Comment

Greater Cambridge Local Plan Preferred Options

Representation ID: 60779

Received: 13/12/2021

Respondent: Cambridge and South Cambridgeshire Green Parties

Representation Summary:

Great places have a blend of community, nature, and beauty, Cambridge is losing theirs.
No recognition Cambridge is a city heritage asset of worldwide significance meeting UNESCO’s Outstanding Universal Value criteria for World Heritage status.

Historic landscape and open spaces considered as green infrastructure not as historic environment.

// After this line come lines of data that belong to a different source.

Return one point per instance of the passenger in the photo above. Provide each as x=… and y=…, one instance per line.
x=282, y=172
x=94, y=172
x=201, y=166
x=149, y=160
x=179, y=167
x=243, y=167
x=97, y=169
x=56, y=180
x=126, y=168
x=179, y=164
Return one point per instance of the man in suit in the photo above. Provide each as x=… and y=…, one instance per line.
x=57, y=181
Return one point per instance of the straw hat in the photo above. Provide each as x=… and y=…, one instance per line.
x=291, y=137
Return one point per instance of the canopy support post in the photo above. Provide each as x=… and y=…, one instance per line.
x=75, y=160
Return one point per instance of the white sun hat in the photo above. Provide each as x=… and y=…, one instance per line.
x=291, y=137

Concern the evidence base for Great Places is inadequate, and the proposals are premature pending a
thorough review of the success or failure of existing policies.

Community
New neighbourhoods need additional community spaces to encourage cohesion and local friendships.

Nature
Concerns for availability and quality of spaces interacting with nature. New developments need to do better, people need space to walk in nature, to watch it, to rest in it.

Beauty
Cambridge's heritage of incredible architectural inheritance is being lost on it's central streets.

Full text:

Great places have a compelling blend of community, nature, and beauty. Cambridge is destroying all of
these, and rapidly creating naff spaces.
The Great Places paper refers to Heritage Assets, but completely fails to recognise that the city of Cambridge is a city heritage asset of worldwide significance which meets UNESCO’s Outstanding Universal Value criteria for World Heritage status.
This significance derives from the combination of its built and natural heritage. The draft Plan fails to recognise the vital role which this special character plays in making Cambridge a great place to live in, work, study, and visit.
The draft Plan’s approach involves a false separation between Landscape and Townscape (Objective 6)
and Historic Environment (Objective 7), which for Cambridge has resulted in inadequate consideration
and valuation of the historic city in its historic landscape setting, with historic landscape and open spaces
considered as green infrastructure but not as historic environment.
Cambridge’s special character has been, and continues to be, under severe threats from the quantum of already approved growth (built developments and pressures on both streets and green spaces). There are severe environmental capacity issues in trying to accommodate the demands of a 21st century city within what remains the built fabric and spaces of a medieval market town.
These fundamental conflicts between growth on the one hand and environmental capacity and special character on the other should have been recognised as a key challenge for the draft Local Plan.
But the draft Plan documents include no assessment of current pressures, let alone the impacts of the draft First Proposals.
Instead, para 3.2.4 of the Strategic Heritage Impact Assessment: baseline makes a totally unjustified statement that:
“3.2.4 Future growth in Cambridge has the potential to strengthen and reinforce these characteristics,
enabling the City to meet contemporary environmental, economic and social drivers without undermining
its economic identity”.
Overall, the Evidence base for Great Places is inadequate, and the proposals are premature pending a
thorough review of the success or failure of existing policies.
Community requires a degree of stable population, and works better when people are investing in a place they want to stay in. However, people often come to Cambridge for 5 years in a tech job or a research post and move on again. This benefits the diversity of our city but means that civic engagement is patchy and social networks are largely based on livelihood or interests, rather than place. New neighbourhoods need additional community spaces to encourage cohesion and local friendships.
Independent shops are a good place for community to build, we must do away with the assumption that new developments will orbit around a supermarket.
Nature is being annihilated globally, it is not a problem specific to Cambridge. It is necessary to have some spaces where humans can enjoy interacting with nature, and some spaces where nature can enjoy NOT interacting with humans. For a city, Cambridge is quite wealthy in green spaces, but lockdown and shortage of community facilities have given many green spaces the air of a festival in daytime and a fix room at nighttime. New developments must do better than a tree in a square metre of soil, or a rooftop garden, people need space to walk in nature, to watch it, to rest in it.
Beauty is part of our heritage in Cambridge, not only through the natural world but an incredible architectural inheritance. The narrative on many central streets is one of design and construction skills being lost - vulgar unworthy buildings which spoil the setting of the wonderful ones. Soulless concrete and glass, towers of it, and chain brands that welcome you to Clone Town, Anywhere. And public art that aspires to be vapid enough to fit right in.
We want to see this three-fold destruction paused, until the planning system is fit to support appropriate means to heal the damage.